I think Expect.isFasterThan is incorrectly named. While it's often how people think of performance, when trying to shave time off a method with micro-optimization via microbenchmarking, what we're really doing is what the medical community does when evaluating New Drug Applications or Biologics License Applications: Determine superiority, or determine non-inferiority. This is the very spirit of what Mann-Whitney U-tests seek to prove or disprove.
I tried the Mann-Whitney U-test but it came out to be unreliable. There was no obvious stopping criteria for equal. (see #302). Feel free to resurrect and see if was just me thinking about it incorrectly.
I'm happy for suggestions of better naming or new methods.
One thing I would say is it has to hold as a statistical test such that you can run it many times in units tests and not get false positives. 0.01% conf level was chosen so very roughly if you have 100 isFasterThan tests you'd get a false positive once in every 100 runs. (In theory anyway)
We'd have to think what that test is and stopping criteria for isSameTimeAs. Sounds like there should be one.
Yes, I've been learning more and more about how healthcare trials are performed. See for example: https://sph.uth.edu/courses/biometry/Lmoye/PH1820-21/PH1821/b1a.htm
In our world, we probably want multiple stopping rules just as they do in clinical trials: Our time dimension would be how long we are willing to let a test run for (Wall clock time) before we kill it. Our test subject dimension is simply test runs. The additional hidden variable that BenchmarkDotNet does not yet account for is hashing the DLL it benchmarks. I know this sounds obvious, but if you were to benchmark a DLL against itself at two different times, that would give you a baseline amount of noise in your test environment.

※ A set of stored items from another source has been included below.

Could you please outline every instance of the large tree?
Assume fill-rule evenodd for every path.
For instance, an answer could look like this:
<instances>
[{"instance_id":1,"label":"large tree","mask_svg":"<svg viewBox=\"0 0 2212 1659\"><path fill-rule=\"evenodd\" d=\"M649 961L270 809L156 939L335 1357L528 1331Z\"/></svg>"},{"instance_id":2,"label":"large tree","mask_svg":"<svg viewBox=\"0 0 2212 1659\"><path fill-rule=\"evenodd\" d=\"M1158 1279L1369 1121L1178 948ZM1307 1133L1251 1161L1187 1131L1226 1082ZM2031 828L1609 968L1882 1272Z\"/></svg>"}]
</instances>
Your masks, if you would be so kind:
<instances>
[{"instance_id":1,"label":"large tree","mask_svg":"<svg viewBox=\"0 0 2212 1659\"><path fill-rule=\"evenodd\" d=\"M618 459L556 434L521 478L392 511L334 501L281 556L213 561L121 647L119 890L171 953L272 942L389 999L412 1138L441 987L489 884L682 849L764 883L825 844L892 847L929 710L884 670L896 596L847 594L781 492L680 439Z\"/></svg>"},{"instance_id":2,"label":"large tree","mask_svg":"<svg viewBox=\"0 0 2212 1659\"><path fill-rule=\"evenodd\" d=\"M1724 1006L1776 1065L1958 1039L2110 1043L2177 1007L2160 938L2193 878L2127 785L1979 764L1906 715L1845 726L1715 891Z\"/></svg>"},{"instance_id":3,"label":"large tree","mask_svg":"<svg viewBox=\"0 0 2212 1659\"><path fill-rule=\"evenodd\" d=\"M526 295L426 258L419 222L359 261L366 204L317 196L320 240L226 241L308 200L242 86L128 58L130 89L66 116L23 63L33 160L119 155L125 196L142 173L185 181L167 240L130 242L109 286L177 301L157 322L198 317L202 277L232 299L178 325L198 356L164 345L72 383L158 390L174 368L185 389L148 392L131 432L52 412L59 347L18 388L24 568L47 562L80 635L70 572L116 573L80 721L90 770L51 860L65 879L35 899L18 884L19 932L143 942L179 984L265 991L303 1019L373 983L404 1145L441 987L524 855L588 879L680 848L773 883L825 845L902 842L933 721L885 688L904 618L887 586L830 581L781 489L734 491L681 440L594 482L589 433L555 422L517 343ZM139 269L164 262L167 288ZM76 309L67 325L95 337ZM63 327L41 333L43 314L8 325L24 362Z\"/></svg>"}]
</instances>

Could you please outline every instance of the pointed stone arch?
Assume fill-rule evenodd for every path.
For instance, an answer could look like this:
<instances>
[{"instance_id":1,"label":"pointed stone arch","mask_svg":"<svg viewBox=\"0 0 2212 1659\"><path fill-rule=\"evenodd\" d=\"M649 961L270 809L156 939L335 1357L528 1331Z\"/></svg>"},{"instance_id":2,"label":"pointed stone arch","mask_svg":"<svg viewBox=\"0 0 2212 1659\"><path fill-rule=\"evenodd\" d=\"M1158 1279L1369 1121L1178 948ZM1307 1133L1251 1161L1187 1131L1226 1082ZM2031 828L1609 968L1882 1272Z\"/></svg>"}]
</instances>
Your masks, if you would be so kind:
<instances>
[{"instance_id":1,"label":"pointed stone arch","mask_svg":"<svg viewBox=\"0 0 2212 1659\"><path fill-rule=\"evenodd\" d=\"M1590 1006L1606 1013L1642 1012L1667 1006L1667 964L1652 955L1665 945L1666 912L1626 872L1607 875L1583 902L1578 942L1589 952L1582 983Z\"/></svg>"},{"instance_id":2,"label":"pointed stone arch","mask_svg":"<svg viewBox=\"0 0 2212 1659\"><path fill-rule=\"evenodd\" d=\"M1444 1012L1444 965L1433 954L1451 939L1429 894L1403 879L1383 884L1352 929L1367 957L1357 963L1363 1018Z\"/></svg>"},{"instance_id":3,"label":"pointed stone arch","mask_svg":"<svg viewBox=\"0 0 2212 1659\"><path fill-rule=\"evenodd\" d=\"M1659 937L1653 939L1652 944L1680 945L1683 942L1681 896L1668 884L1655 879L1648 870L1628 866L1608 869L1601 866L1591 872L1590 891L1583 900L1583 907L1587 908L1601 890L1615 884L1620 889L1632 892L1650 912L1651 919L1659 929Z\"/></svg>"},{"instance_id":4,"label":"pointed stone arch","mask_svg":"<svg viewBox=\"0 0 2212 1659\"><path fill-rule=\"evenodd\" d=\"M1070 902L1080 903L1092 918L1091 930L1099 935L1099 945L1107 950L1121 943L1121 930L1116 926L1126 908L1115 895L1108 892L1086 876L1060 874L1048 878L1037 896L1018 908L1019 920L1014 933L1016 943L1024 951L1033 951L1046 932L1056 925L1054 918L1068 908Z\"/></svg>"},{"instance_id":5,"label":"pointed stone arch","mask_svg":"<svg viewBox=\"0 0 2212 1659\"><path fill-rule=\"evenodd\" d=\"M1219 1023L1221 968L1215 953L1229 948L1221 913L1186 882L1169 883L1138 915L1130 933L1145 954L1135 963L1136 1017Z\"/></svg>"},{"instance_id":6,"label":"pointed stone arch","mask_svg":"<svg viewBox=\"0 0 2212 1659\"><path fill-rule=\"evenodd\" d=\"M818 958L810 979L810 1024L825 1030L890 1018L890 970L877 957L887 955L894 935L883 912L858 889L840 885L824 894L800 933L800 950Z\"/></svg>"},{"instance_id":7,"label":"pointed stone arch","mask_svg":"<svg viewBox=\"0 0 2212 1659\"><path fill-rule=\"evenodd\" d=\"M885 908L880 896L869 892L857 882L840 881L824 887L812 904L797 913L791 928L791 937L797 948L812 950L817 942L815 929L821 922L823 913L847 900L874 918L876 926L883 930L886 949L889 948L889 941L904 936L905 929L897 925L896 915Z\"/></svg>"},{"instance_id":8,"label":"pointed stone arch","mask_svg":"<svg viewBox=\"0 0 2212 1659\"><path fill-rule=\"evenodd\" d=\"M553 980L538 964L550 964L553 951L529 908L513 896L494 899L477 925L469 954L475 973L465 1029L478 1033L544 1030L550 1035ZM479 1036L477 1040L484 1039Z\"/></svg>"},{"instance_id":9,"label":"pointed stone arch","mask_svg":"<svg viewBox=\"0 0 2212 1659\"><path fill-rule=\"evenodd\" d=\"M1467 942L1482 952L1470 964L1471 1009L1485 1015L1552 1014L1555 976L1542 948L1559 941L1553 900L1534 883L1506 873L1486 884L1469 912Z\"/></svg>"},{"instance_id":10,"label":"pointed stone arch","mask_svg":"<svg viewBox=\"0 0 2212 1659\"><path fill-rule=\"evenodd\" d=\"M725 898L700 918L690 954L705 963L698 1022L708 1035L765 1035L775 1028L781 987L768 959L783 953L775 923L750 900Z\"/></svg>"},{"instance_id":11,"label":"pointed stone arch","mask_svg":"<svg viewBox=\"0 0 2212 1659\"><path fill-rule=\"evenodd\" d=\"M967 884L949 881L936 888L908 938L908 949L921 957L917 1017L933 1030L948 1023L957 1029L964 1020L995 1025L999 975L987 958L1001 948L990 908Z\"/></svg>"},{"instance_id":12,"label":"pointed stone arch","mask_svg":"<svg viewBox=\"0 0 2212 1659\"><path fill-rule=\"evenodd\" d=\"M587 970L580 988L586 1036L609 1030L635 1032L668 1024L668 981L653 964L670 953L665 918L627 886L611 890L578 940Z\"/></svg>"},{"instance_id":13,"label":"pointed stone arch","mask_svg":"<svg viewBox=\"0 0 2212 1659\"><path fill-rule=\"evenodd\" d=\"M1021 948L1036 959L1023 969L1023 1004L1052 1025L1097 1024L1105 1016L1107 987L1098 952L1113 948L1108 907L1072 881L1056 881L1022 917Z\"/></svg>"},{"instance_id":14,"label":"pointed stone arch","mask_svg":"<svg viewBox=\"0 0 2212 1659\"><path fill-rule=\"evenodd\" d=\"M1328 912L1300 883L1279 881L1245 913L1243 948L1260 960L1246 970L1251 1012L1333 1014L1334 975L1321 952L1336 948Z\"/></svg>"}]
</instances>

In general, I don't think we (developers) tend to think too hard about these things because usually when we have a human insight into performance that a compiler does not have, it's usually superior rather than non-inferior.
Naively I just expect to re-use the Performance.timeCompare
infrastructure used by isFasterThan
, checking the resulting statistics execution times to see if they are within the range.
What is wrong with this approach?
I think you may need to code an example. I'm not clear at the moment how it would look.
Will do. Give me a couple weeks. I'm deep in a lot of other things right now.
This complements isFasterThan. The 2 tests expect to execute in similar runtimes. An additional parameter of withinTimePercent triggers failure if one test is faster than the other by more than that percentage.
I believe there was a discussion about this on Twitter a couple months ago, but I do not recall the resolution. I thought there was already an issue here, but I could not find it.
I'm willing to work on this if maintainers agree on API and spec. (Someone may have a better name for this.)